Kita sering disibukkan dengan target nilai, akreditasi, dan tuntutan administrasi. Semua itu penting. Namun, pada momen refleksi ini, saya menyadari bahwa dampak paling abadi dari seorang guru bukanlah berapa banyak ilmu yang berhasil saya ajarkan, melainkan:

  • Menyentuh Jiwa yang Tersembunyi: Keberhasilan sejati adalah ketika saya berhasil melihat potensi di balik mata seorang anak yang pemalu, atau menemukan bakat terpendam di balik kegelisahan seorang remaja.
  • Mengajarkan Empati: Tugas kita bukan hanya mengisi 'wadah' ilmu, tapi juga membimbing 'kompas' moral mereka.
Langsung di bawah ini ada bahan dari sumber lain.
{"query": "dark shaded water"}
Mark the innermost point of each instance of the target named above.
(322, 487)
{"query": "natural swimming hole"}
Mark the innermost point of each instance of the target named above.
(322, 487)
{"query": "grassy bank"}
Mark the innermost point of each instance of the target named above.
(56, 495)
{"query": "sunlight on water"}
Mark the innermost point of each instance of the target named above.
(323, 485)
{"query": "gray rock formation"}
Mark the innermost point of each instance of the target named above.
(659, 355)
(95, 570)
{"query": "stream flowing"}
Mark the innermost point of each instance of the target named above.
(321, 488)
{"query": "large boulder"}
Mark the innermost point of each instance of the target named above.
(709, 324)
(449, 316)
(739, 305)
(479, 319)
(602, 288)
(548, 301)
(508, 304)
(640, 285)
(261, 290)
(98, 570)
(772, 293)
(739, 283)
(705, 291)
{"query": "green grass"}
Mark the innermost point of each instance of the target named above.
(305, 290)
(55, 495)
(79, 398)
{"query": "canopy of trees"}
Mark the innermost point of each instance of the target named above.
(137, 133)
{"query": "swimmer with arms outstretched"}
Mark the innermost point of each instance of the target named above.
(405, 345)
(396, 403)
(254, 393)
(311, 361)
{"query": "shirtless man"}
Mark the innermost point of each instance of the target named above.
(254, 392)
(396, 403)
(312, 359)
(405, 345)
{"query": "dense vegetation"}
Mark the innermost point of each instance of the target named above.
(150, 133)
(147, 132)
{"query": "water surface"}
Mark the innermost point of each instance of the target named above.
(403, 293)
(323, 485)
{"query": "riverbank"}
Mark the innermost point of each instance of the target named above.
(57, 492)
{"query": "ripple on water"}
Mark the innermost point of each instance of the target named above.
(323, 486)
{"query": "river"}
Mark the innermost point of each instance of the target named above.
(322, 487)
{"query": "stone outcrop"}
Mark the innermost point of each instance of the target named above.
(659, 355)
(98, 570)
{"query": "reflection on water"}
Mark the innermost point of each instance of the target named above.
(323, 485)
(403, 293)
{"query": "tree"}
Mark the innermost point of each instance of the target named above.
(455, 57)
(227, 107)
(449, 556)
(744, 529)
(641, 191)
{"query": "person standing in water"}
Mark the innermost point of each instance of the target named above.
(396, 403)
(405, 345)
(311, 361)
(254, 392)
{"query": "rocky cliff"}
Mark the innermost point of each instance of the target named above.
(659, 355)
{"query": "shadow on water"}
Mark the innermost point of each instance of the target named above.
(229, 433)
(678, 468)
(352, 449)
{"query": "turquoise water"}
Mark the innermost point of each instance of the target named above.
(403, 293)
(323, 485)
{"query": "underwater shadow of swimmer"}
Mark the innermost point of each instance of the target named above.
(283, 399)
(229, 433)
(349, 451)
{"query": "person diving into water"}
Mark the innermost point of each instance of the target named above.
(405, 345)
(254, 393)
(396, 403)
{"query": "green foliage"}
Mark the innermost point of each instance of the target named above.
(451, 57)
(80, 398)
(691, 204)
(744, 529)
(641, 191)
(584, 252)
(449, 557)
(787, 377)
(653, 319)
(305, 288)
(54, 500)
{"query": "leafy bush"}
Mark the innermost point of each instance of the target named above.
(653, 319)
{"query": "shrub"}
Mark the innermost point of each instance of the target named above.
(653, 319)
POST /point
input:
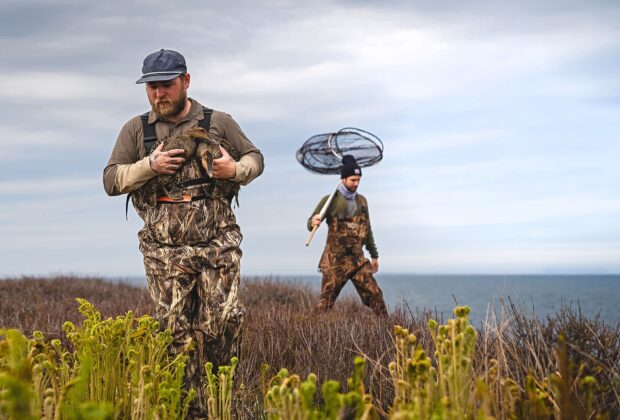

Melihat murid berani membela temannya yang dibully, itu adalah kurikulum terpenting yang pernah saya ajarkan.
  • Menjadi Jangkar Stabilitas: Bagi sebagian murid, kelas adalah satu-satunya tempat mereka merasa aman, didengar, dan dihargai. Guru sering kali menjadi figur stabil di tengah badai kehidupan pribadi mereka.

 Tantangan yang Menjadi Panggilan

Tentu saja, jalan ini tidak mulus. Beban administrasi yang berat, , dan tantangan menghadapi perubahan zaman yang begitu cepat seringkali menguras energi. Ada hari-hari ketika saya bertanya-tanya, "Apakah saya sudah melakukan yang terbaik?"

Namun, refleksi ini membawa kembali semangat. Tantangan ini bukan hambatan, melainkan panggilan untuk beradaptasi. Kami harus:

  1. Menjadi Pembelajar Abadi: Kami tidak boleh berhenti belajar, baik tentang materi baru maupun cara mendekati siswa yang kini hidup di dunia digital.
  2. Menemukan Jaringan: Kami butuh komunitas guru yang saling mendukung. Kami berjuang bersama, dan keberhasilan seorang guru adalah keberhasilan kolektusif.
  3. Menghargai Proses: Nilai sempurna bukanlah tujuan utama. Kegigihan, kemampuan bangkit dari kegagalan, dan rasa ingin tahu yang tak padam, itulah warisan yang harus kita tanamkan.

 Ucapan Terima Kasih untuk Diri Sendiri

Di Hari Guru ini, izinkan saya tidak hanya berterima kasih kepada pemerintah atau orang tua murid, tetapi juga berterima kasih kepada diri saya sendiri dan rekan-rekan guru lainnya:

  • Terima kasih karena tetap setia pada panggilan, meski masih banyak hal yang belum sepenuhnya dihargai dengan baik..
  • Terima kasih karena melihat setiap anak sebagai individu yang unik, bukan sekadar data statistik.
  • Terima kasih karena tetap berjuang untuk menyalakan lilin, di tengah kegelapan keraguan.

Selamat Hari Guru Nasional. Mari kita jadikan jeda refleksi ini sebagai energi baru untuk kembali ke ruang kelas besok, dengan hati yang lebih penuh dan semangat yang lebih menyala.